Yol boyunca bir kez de benden dinledi hikâyeyi Kit. Kimselerin bilmediği sahneleri anlattım ona. (Hayal ettiğimi anlatmak güzel de yazmak çok zor oluyor.) Heyecanla Zeta gezegeninde olanlara gelmiştim ki Kit, Gardenya kafeye geldiğimizi söyledi. Hikâyenin devamını dönüş yoluna bıraktık.

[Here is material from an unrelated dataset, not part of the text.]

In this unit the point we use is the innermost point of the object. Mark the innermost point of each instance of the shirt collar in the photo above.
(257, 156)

Araçtan inip İzmir’in en ışıklı alışveriş merkezine baktım. Simsiyah camlardan oluşan bir mağaraydı. Dev karıncalar gibi doluşuyorduk içine. Gece olunca küçük ama güçlü milyonlarca ışık onu sevimli bir canavara dönüştürüyordu. Gardenya kafe bu alışveriş merkezinin çatı katındaydı. Simsiyah devasa bir kapının ortasında durdum. İki elimle güçlü şekilde ittim. Kapı aralanıp içeri aldı beni. Kafenin solunda siyah bir sahne. Sahnenin bir köşesinde siyah kuyruklu piyano. Piyanoyu çalan genç bir adam. Kafenin sağında devasa pencereler. Yuvarlak masalar. Masaların üstünde beyaz örtüleri renklendiren su kabağı lambalar. Her zamanki gibi tenha Gardenya kafe. Rezerve ettiğim masada Kansi oturuyor. Elinde büyük bir kadeh. Kadehteki suyu keyifle yudumlamakta. Durup seyrediyorum onu. Asu da böyle seyretmişti onu diyorum içimden. Geldiğimi fark edip nazikçe ayağa kalkıyor. Masaya geçip kendime bir kadeh su söylüyorum. Sohbet etmeye başlıyoruz. Gözü hep kapıda. Özür dileyerek sözünü yarıda kesiyor ve kapıya yöneliyor. Anlıyorum. Asu geldi. Müzik değişti. Sahnede bir iki dakikalık bir dans gösterisi. İkisi arasında bir tür ritüel.
– Merhaba Melek Hanım.
– Merhaba Asu. Hoş geldin.
Karşımda gözleri ışıl ışıl parlayan biri Dünyalı diğeri Efnanolu iki kişi. Hem birbirlerinden farklılar hem de birbirlerine benziyorlar. Kâh gülerek kâh gözleri dolarak yaşadıklarını anlatıyorlar. Sanki hiçbir şey bilmiyormuşum gibi sorular soruyorum onlara. Gözüm dışarıdaki devasa bilborda takılıyor. Efnano’nun Asiler adasına turlar başlamış. Üç gün önce hiçbir dünyalının bilmediği adaya.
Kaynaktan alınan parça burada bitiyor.